Is life winning?

We ask that question this month as the 49th anniversary of the U.S. Supreme Court’s Roe v. Wade decision permitting abortion throughout this great country approaches on Jan. 22.

The answer is: Stay tuned.

We hope to know more when the Supreme Court issues a ruling on the Dobbs v. Jackson case regarding the state of Mississippi’s ban on abortion after 15 weeks of pregnancy. 

Early indications point toward the court ruling on the side of life, which eventually would impact – and, please, dear God – overturn Roe v. Wade, which would then return decisions on the legality of abortion to individual states. A high court decision is expected this summer.

Who’s to blame for this incomprehensive mass geocide that has claimed more than 62 million innocent lives in the United States since 1973?

Some would point to the sexual revolution of the 1960s when artificial contraception became widely available and free love outside of marriage increasingly became acceptable.

Others might say population control efforts or the cultural brainwashing that made “pro-choice” a widely accepted phrase. What that term did was shift the focus from the reality of a baby being killed inside the womb to a woman having a “right to choose.” Choose what? Death for her baby? 

Of course, abortion-minded supporters don’t care that the baby has no say in the matter. The precious human person inside the womb is just a blob of tissue, they’re told, and a burden that the mom doesn’t want or can’t afford.

To be brutally honest, though, the Catholic Church deserves its share of the blame for this crime against humanity.

Yes, the Church is one of the staunchest defenders of the rights of the unborn and deserves praise for its efforts to promote a culture of life. But with surveys indicating a majority of professed Catholics believe abortion is acceptable in at least some circumstances, that’s proof positive the truth has not been communicated or received.

Why is that? Maybe it’s because some important people in the Church aren’t communicating the message with extreme clarity.

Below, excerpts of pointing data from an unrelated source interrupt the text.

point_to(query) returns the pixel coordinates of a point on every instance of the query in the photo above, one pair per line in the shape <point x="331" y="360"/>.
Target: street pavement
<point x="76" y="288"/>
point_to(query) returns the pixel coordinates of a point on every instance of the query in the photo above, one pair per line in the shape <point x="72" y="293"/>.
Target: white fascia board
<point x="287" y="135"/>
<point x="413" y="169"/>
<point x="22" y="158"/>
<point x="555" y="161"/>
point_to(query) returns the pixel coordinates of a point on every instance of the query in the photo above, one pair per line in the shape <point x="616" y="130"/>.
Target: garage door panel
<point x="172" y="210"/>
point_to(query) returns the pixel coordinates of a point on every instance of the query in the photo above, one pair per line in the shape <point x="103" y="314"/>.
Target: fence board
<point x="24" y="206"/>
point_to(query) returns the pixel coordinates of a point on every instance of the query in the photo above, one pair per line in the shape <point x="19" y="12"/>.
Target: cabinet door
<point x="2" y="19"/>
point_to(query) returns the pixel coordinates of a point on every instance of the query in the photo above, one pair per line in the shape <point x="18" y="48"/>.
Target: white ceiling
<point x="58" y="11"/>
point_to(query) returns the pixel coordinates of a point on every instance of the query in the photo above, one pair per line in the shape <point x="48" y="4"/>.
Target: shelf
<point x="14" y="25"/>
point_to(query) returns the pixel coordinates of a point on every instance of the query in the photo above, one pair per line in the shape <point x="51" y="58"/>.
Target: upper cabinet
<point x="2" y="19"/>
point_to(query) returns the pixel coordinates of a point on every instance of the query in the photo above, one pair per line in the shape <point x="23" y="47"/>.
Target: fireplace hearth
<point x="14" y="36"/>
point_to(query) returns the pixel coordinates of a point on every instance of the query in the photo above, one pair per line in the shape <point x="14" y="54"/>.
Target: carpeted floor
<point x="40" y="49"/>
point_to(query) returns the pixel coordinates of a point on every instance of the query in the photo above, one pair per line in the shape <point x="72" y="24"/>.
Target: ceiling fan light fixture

Here’s one example. Father Pat Conroy, SJ, a Jesuit priest who retired last year as chaplain of the U.S. House of Representatives, seemingly said in a recent interview with The Washington Post that abortion is a matter of choice for Catholics under American law.

“How do we, within our constitutional system, how do we get to our Catholic value in this case, (that women have) the right to choose,” he told the Post. “By the way, I want to know the American who thinks the government should take away their choice in any area of their life –  any area of their life. 

“It’s an American value that each one of us can choose where our life is going. That happens to be a Catholic value, too. That we should all use our gifts and our talents and our intelligence as best we can to make the best choices we have the freedom to make.

“Sometimes we don’t have the freedom to make really important choices because of fear, because of oppression, because of poverty, because of all kinds of things. Choice is a highly American value, and it’s a church value.”

He went on to use Thomas Aquinas, the great Catholic philosopher of the 13th century, to justify his opinion. And he also stated, “A good Catholic in our system could be saying: Given women in our system have this constitutional right, our task as fellow Christians, or as Catholics, is to make it possible for her to optimize her ability to make the choice.”

There’s that word again: choice. What he meant by that, it’s not totally clear. But it does muddy the waters on what Catholics really believe and teach about abortion. And it leaves the public confused.

Is it OK for a pregnant woman to “choose” an abortion, but it’s not OK for practicing Catholics who have questions about COVID-19 vaccines to exercise their right to “choose”? 

Communicating the truth about the sanctity of human life is really where the Church has failed. It’s time to end the squabbling about whether abortion is a preeminent issue. It most definitely is.

 The messaging from the hierarchy on down needs to be crystal clear – and it needs to be preached and reinforced in no uncertain terms, particularly among the very public dissenters.